A questo giro non è una nuova provocazione, terroristica o paraterroristica, degli arabi di Palestina a scatenare la reazione, ipermarziale, dello Stato ebraico, ma un atto di devastazione compiuto in Cisgiordania, più precisamente l'incendio doloso di una casa a Kfar Douma, sobborgo nei pressi di Nablus, i cui esecutori sarebbero alcuni estremisti ebrei non meglio identificati.
Si tratterebbe di coloni, che hanno firmato la loro azione scrivendo sulle pareti delle abitazioni vicine a quella colpita un messaggio lapidario, inequivocabile: Vendetta. Per il momento c’è un solo dato tragicamente certo: ed è che l’incendio ha causato la morte di un innocente di diciotto mesi, Ali Dawabsheh. I genitori del piccolo e il fratellino più grande, che ha quattro anni, sono riusciti invece a salvarsi, Si trovano ricoverati nell’ospedale di Nablus.

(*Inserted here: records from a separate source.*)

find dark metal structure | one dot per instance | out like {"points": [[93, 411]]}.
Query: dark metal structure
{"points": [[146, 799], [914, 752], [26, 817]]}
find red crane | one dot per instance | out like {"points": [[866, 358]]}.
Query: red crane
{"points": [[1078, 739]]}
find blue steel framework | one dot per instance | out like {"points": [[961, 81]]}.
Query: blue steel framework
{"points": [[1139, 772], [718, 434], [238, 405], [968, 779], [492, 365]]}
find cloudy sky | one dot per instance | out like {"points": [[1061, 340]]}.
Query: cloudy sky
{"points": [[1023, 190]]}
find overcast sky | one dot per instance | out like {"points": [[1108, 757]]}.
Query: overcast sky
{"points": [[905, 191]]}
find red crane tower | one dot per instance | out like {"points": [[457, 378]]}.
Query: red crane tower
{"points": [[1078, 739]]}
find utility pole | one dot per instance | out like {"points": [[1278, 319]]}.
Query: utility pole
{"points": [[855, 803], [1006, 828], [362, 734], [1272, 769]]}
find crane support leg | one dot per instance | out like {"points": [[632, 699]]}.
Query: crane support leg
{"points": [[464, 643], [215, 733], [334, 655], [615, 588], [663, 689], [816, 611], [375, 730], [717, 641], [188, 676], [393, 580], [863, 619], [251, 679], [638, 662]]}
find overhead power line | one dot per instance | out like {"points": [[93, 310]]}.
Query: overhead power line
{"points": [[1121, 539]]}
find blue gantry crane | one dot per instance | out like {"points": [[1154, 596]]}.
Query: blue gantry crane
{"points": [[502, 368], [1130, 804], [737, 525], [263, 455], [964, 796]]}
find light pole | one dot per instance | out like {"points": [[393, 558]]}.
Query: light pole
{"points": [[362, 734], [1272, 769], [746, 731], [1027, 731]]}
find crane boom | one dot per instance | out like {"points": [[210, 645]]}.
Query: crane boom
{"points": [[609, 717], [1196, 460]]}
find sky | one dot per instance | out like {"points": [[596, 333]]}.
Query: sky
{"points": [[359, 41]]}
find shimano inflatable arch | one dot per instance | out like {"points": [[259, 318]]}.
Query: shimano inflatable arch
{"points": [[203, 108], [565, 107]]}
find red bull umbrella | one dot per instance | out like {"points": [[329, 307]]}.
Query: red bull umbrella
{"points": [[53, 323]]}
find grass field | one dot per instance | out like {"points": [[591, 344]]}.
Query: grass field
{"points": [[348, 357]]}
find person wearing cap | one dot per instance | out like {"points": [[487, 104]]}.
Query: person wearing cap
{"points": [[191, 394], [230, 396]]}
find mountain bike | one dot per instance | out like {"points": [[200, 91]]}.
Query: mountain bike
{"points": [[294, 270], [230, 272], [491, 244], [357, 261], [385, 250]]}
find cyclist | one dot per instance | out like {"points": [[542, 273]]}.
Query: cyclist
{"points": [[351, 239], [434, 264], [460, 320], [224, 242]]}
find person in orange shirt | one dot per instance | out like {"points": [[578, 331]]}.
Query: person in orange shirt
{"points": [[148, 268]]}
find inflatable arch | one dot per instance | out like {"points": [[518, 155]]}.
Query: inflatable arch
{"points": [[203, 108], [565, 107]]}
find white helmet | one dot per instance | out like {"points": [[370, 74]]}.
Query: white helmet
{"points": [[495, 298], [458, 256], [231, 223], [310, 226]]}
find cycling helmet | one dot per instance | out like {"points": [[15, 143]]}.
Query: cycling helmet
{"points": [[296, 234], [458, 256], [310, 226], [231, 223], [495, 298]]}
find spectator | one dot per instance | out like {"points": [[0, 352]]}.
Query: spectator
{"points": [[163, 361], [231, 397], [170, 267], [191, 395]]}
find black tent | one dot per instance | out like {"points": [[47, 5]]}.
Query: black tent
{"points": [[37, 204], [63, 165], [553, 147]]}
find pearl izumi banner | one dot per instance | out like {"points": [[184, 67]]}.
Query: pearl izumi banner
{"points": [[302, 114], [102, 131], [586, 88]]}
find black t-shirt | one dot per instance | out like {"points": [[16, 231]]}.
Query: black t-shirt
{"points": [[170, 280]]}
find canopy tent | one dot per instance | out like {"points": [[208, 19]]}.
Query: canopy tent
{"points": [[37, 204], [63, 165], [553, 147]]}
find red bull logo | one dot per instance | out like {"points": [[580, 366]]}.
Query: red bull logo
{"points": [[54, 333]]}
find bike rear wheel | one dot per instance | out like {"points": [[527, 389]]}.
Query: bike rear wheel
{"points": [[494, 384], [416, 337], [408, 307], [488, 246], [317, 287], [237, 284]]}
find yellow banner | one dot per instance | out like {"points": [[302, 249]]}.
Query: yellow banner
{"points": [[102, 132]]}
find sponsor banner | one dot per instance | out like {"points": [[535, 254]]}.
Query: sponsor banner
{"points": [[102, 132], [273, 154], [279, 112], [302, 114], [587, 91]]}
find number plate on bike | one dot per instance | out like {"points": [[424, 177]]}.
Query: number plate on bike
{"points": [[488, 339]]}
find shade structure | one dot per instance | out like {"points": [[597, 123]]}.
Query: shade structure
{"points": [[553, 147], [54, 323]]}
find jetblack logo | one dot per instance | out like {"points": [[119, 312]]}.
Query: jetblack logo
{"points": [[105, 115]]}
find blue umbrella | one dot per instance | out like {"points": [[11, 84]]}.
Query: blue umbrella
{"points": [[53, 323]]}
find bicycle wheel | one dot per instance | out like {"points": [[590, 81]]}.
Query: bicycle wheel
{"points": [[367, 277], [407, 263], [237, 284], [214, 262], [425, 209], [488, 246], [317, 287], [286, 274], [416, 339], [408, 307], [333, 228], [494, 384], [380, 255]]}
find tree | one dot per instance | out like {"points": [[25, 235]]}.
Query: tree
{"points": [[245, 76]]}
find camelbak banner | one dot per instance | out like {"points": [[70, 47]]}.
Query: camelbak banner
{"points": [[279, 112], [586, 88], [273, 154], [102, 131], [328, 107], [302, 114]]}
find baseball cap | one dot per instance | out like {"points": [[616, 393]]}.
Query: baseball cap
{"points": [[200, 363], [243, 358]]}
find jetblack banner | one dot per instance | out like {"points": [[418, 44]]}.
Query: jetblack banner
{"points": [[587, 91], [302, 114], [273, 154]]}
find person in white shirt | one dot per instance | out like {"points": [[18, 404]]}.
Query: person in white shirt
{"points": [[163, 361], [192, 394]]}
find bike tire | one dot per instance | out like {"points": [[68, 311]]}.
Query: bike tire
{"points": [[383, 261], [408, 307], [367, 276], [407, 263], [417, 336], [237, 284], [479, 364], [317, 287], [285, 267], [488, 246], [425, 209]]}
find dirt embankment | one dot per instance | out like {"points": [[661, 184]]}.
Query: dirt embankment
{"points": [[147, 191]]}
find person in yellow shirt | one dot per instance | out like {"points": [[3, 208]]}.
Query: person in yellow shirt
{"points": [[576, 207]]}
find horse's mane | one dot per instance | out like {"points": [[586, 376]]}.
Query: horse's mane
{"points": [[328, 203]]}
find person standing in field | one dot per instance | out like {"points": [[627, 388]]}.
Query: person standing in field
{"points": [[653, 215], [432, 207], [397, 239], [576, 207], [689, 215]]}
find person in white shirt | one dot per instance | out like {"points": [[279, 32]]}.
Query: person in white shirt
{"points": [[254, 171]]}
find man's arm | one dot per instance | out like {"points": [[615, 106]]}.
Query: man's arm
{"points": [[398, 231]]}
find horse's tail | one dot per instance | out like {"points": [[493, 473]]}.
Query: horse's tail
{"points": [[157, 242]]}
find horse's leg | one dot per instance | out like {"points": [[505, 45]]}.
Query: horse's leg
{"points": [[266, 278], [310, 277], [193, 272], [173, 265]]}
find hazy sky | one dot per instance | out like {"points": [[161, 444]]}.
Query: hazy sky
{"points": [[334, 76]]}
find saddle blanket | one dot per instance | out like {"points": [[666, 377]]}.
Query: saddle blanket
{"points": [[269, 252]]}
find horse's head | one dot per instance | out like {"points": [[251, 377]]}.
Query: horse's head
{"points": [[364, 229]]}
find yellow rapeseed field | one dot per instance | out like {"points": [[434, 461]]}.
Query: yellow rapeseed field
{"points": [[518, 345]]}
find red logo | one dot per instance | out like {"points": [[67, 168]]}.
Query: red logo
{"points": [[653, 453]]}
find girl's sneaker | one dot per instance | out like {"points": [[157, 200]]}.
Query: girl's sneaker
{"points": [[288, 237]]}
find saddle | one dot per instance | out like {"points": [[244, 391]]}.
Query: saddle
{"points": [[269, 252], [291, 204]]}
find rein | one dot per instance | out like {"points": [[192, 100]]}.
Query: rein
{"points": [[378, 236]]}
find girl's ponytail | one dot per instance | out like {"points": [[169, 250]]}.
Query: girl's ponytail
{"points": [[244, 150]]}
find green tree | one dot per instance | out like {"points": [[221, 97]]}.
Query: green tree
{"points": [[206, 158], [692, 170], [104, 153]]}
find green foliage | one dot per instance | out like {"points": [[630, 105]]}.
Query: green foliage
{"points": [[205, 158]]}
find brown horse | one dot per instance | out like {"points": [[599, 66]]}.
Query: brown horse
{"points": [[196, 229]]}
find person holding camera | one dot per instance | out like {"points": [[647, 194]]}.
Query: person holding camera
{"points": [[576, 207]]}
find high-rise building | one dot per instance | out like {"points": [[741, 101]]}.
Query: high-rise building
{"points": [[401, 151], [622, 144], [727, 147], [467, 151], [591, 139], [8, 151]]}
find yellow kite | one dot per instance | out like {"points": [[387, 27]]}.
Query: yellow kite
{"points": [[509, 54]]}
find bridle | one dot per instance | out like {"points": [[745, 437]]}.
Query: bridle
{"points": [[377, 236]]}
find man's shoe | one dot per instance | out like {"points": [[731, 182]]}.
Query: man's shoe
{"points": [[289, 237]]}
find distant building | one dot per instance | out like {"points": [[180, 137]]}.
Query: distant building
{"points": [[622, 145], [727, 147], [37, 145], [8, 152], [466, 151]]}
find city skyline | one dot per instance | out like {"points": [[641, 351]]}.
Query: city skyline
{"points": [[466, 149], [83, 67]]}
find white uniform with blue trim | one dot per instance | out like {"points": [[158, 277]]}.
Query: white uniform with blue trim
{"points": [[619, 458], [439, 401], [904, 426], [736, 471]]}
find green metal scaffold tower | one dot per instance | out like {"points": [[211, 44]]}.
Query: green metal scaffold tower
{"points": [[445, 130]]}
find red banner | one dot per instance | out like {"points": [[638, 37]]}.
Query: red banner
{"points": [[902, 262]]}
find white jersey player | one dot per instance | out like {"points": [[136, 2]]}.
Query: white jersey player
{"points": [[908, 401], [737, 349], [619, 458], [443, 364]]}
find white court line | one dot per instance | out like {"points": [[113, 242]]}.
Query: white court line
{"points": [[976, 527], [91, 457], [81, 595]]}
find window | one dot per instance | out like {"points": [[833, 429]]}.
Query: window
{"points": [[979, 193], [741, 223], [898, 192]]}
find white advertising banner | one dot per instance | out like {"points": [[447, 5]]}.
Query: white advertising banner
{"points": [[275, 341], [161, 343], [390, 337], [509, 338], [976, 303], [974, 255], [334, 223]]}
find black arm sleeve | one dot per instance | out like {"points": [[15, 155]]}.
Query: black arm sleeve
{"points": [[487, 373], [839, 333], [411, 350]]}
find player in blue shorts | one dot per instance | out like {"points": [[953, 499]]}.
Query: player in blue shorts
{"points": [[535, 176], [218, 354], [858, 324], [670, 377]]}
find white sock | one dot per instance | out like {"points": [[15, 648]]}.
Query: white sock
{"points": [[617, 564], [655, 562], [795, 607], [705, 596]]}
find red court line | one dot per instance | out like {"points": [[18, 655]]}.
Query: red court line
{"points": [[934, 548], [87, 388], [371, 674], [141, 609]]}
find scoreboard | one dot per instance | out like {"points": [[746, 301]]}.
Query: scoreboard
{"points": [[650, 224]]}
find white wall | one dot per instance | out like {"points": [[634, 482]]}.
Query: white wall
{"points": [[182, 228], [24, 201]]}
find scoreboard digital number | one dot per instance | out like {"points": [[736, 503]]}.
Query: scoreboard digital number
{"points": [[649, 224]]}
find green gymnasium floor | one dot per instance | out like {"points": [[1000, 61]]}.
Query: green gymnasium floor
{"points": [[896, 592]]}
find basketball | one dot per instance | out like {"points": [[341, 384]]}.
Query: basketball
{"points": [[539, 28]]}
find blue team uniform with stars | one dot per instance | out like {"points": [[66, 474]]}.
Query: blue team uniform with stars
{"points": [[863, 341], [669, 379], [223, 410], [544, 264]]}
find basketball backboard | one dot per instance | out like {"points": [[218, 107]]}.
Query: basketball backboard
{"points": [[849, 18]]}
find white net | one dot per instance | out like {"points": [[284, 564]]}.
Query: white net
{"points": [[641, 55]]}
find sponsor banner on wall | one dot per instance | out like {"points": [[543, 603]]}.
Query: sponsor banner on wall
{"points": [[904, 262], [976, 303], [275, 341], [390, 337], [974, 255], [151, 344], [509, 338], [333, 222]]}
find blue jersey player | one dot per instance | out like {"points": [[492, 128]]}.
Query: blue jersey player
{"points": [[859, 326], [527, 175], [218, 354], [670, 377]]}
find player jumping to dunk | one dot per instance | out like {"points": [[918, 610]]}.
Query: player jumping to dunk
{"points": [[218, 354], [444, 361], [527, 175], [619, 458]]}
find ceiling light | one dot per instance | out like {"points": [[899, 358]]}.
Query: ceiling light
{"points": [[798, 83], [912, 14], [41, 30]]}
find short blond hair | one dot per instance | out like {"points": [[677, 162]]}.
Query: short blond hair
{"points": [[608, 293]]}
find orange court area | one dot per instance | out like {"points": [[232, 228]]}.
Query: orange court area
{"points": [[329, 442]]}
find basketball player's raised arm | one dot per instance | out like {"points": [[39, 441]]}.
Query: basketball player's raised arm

Nell’immediato non sono alle viste iniziative di ritorsione militare da parte dei gruppi combattenti palestinesi: Hamas – lo riferisce Al-Aqsa, che è la tele-emittente ufficiale del braccio palestinese dei Fratelli Musulmani – ha semplicemente invitato gli abitanti di Nablus a riversarsi in strada per dar vita a manifestazioni di protesta dopo le preghiere del venerdì nelle moschee.
Propositi più bellicosi sembra avere invece il Jihad islamico palestinese, gruppo estremista minoritario nato nella Striscia di Gaza negli anni ’70 da una costola della Jihad islamica egiziana, e strettamente legato agli Hezbollah libanesi. Esso torna ad agitare un tema diventato caldo negli ultimi mesi, cioè la possibile sospensione dell’accordo di sicurezza tra l’Anp, la massima autorità politica palestinese (in realtà dal 2013 si chiama ufficialmente Stato di Palestina), e Israele: un accordo ormai inutile, perché appartenente ad un’ epoca lontana, quella clintoniana, le cui premesse e le cui promesse sono svanite da tempo.
Come i suoi protagonisti: Arafat per l’Olp, l’organizzazione indipendentista degli arabi palestinesi da cui l’Anp sarebbe derivata, e Rabin per la Repubblica ebraica.